非同期的破棄中は、プレーヤーオブジェクトに対するいかなる操作も避けてください。
非同期的破棄を呼び出す前に手動で再生を停止する必要はありません。このプロセスには非同期的な停止ステップが含まれています。
補助機能の使用
ログ切り替え
// ログを有効化 [mAliPlayer setEnableLog:YES]; [mAliPlayer setLogCallbackInfo:LOG_LEVEL_TRACE callbackBlock:nil]; // ログを無効化 [mAliPlayer setEnableLog:NO]; [mAliPlayer setLogCallbackInfo:LOG_LEVEL_NONE callbackBlock:nil];ライブストリーミング フォールバック
説明再生失敗時のスペックダウンは、タイムアウトシナリオにのみ適用されます。タイムアウトが発生し、以下のいずれかのスペックダウンオプションが設定されている場合、プレーヤーは自動的にスペックダウンします。それ以外の場合は、onError コールバックがトリガーされます。HTTP 404、403 エラー、またはストリーマーの切断などのエラーは、スペックダウンをトリガーしません。
自動 RTS スペックダウン は、同じドメインを使用して RTS から FLV へとスペックダウンします。RTS と FLV のドメインが異なる場合は、カスタム RTS スペックダウン を設定して、対象となる FLV ドメインを指定してください。
自動 RTS スペックダウン(デフォルトで有効)
RTS ストリーミング URL の再生中にカスタムスペックダウンが設定されていない場合、RTS ストリームフェッチングが失敗すると、プレーヤーは RTS URL に関連付けられたデフォルトの FLV URL へ自動的にスペックダウンします。例:
// 1 で有効、0 で無効。デフォルト値は有効(1)です。 [AliPlayerGlobalSettings setOption:ALLOW_PRE_RENDER valueInt:1];カスタム RTS スペックダウン
RTS ストリーミング URL の再生中に、HLS または FLV URL などのスペックダウン先 URL を指定します。RTS ストリームフェッチングが失敗した場合、プレーヤーは指定された URL から自動的に再生を開始します。

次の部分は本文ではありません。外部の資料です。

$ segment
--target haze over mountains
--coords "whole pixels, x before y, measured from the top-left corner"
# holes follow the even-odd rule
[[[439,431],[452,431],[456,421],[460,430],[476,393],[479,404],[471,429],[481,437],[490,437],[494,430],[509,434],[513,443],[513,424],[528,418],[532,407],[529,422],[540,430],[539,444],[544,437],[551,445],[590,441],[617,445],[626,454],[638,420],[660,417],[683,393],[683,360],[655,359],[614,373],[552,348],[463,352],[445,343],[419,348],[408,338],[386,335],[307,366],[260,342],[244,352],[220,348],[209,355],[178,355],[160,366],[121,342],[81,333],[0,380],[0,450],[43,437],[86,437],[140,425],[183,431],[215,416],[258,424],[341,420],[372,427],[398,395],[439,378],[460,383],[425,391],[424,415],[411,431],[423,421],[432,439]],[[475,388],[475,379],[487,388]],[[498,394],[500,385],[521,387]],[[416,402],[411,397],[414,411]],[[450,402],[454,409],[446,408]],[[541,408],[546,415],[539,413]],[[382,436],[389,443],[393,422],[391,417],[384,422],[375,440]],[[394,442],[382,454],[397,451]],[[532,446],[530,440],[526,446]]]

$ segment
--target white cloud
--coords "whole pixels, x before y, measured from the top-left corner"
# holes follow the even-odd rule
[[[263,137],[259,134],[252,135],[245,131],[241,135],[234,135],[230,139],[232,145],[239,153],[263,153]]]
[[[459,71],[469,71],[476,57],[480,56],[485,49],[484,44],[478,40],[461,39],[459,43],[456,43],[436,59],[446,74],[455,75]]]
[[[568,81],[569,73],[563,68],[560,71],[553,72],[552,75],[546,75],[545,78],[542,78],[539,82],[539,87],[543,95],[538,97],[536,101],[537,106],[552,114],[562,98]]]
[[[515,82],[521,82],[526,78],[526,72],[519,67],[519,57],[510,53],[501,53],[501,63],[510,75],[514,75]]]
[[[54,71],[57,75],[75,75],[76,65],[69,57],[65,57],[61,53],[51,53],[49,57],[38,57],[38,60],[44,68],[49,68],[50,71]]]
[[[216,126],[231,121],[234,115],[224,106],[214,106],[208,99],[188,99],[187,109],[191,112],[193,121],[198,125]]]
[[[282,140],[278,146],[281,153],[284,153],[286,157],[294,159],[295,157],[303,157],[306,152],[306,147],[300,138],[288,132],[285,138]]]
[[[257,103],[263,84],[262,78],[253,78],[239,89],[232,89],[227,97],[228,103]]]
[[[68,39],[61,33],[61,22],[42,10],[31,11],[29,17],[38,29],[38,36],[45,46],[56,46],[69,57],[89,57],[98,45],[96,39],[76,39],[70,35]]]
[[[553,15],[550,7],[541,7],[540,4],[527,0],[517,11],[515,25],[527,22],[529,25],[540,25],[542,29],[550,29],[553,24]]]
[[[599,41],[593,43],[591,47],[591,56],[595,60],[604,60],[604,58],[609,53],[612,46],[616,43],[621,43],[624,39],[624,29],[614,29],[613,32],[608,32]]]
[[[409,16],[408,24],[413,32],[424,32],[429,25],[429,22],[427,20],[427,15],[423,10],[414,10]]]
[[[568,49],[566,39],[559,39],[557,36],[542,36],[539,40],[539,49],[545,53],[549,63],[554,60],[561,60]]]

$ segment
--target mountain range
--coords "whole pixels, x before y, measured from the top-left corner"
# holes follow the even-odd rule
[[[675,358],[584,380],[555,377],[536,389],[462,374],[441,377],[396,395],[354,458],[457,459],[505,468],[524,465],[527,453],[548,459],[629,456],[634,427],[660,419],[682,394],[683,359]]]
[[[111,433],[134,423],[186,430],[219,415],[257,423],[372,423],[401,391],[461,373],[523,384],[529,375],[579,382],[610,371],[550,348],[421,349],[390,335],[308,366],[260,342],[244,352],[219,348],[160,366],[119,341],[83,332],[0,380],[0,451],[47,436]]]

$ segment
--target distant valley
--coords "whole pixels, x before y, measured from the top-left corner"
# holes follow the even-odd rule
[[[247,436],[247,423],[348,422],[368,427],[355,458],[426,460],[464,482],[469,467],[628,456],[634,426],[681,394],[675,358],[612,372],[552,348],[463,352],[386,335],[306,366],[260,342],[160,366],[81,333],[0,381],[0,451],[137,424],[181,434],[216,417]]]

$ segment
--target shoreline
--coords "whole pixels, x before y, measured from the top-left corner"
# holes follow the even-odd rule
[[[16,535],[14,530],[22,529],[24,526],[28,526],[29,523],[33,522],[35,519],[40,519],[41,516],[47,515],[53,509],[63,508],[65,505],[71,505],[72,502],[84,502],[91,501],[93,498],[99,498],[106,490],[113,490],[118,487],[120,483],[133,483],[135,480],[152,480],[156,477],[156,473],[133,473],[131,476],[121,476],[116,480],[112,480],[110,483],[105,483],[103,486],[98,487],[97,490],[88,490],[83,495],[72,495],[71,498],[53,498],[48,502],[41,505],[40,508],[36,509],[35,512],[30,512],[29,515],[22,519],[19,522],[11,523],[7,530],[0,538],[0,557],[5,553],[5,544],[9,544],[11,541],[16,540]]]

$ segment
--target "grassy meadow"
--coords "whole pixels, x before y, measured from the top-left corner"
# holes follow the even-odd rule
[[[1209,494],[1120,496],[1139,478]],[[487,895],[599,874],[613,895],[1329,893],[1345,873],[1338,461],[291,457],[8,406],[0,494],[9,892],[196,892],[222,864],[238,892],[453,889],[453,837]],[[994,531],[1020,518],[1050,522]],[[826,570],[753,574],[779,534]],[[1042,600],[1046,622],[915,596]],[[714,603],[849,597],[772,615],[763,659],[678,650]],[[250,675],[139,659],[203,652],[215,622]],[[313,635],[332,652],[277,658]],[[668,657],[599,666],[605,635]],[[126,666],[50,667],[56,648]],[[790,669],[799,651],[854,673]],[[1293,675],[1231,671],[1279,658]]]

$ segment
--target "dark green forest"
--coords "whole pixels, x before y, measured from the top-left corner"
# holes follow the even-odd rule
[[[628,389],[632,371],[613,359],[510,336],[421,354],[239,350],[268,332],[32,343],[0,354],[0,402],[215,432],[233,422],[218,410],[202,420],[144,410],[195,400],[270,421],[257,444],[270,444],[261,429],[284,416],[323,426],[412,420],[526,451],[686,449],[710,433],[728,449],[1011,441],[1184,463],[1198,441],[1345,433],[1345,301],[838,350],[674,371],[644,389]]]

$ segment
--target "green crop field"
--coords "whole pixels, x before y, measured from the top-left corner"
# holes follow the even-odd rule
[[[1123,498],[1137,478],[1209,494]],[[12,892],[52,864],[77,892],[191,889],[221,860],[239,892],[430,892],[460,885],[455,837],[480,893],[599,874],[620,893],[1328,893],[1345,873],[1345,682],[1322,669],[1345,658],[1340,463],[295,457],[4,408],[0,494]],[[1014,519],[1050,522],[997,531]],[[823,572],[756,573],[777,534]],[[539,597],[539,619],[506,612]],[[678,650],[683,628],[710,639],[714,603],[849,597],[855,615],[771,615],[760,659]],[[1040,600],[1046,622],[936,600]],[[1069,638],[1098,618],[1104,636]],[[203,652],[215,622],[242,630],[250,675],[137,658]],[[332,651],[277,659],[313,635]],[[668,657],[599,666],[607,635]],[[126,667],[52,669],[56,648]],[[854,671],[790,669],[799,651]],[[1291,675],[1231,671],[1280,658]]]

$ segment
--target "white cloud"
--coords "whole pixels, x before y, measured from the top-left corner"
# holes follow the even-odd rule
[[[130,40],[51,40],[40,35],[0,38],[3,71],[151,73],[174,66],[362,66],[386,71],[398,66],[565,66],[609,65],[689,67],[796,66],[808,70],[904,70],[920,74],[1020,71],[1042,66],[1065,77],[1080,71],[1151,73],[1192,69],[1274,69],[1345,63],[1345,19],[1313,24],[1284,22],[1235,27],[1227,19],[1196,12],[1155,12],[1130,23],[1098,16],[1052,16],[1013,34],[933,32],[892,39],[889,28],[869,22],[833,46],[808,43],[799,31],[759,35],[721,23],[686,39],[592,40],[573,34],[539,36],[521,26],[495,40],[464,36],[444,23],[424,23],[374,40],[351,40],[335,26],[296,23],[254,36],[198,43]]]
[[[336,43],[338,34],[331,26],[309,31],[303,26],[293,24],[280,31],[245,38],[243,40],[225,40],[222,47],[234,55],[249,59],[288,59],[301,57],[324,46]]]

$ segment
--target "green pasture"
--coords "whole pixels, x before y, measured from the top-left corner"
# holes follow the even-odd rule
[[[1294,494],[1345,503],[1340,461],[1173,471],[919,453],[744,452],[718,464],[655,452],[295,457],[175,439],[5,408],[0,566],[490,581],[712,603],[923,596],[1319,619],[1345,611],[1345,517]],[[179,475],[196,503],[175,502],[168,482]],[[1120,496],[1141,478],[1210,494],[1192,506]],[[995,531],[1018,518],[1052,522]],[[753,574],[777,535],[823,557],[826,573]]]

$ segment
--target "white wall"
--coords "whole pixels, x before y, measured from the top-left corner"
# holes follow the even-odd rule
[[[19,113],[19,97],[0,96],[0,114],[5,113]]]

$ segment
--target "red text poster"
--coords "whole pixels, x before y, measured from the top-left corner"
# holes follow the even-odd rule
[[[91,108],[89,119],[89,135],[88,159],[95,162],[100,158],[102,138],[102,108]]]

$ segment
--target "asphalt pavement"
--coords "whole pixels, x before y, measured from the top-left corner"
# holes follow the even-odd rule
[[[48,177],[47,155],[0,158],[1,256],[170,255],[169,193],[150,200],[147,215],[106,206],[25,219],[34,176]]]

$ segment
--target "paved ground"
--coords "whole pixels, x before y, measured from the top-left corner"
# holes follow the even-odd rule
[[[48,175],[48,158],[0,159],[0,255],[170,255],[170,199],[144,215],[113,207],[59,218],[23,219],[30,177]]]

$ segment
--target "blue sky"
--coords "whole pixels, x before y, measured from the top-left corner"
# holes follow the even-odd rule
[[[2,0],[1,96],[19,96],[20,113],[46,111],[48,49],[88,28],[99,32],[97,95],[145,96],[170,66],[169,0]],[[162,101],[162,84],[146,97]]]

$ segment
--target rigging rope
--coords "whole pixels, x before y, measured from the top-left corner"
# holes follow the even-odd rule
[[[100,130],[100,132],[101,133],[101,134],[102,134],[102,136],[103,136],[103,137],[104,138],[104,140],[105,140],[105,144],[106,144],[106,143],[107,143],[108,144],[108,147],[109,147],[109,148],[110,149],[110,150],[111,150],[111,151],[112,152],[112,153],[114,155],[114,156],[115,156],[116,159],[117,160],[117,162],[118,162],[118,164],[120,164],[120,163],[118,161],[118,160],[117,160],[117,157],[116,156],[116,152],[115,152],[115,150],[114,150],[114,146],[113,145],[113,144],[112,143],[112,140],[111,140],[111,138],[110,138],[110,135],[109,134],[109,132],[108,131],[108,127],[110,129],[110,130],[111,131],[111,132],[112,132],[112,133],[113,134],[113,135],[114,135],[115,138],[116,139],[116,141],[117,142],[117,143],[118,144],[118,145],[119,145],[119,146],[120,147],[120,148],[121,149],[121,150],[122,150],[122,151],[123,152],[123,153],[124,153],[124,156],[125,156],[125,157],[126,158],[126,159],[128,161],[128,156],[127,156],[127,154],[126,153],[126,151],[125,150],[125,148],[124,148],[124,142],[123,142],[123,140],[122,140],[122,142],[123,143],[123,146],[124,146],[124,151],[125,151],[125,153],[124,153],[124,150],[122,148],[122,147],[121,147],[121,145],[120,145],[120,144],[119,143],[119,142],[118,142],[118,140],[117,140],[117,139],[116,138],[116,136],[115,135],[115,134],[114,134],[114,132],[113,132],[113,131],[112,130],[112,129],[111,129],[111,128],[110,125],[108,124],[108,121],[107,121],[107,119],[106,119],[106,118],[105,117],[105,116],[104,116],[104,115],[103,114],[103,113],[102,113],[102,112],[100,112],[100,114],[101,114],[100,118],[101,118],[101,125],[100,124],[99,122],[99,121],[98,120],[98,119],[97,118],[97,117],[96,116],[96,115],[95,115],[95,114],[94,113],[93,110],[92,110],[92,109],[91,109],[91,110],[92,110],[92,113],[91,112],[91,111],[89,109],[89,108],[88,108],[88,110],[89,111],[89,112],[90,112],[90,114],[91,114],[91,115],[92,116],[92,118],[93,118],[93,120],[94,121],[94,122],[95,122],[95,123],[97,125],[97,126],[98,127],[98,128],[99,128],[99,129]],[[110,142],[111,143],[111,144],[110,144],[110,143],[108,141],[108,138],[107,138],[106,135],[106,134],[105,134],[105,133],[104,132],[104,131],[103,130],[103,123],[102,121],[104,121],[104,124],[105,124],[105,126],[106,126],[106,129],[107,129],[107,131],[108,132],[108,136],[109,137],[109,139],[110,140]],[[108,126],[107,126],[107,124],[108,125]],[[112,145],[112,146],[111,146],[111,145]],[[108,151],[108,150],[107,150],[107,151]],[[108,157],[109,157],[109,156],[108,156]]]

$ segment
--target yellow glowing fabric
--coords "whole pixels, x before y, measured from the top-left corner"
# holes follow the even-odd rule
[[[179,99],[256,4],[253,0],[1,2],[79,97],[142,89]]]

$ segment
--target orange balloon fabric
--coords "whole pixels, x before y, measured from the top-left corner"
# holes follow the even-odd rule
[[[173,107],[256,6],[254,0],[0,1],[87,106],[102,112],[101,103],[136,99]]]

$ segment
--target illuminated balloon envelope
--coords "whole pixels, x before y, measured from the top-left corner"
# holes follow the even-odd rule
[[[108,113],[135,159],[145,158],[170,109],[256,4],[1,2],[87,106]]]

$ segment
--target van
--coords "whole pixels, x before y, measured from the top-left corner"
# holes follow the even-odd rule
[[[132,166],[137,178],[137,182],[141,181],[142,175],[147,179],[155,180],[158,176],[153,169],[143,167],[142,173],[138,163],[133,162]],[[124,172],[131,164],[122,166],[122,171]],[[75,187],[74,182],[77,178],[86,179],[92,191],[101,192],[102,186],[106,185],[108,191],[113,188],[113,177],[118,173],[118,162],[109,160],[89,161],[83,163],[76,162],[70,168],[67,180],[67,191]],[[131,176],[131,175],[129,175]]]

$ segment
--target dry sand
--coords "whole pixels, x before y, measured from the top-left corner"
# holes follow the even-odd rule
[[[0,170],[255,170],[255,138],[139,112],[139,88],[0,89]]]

// スペックダウン先の URL を指定 AVPUrlSource *urlSource = [[AVPUrlSource alloc] urlWithString:downgradeUrl]; // (任意)その他の設定を構成 AVPConfig *config = [mAliPlayer getConfig]; // スペックダウン後のストリーミング URL を指定 [mAliPlayer enableDowngrade:urlSource config:config];
トレース ID の取得
各低遅延再生ではトレース ID が生成され、トラブルシューティングに使用できます。トレース ID はプレーヤーのイベントコールバックから取得します。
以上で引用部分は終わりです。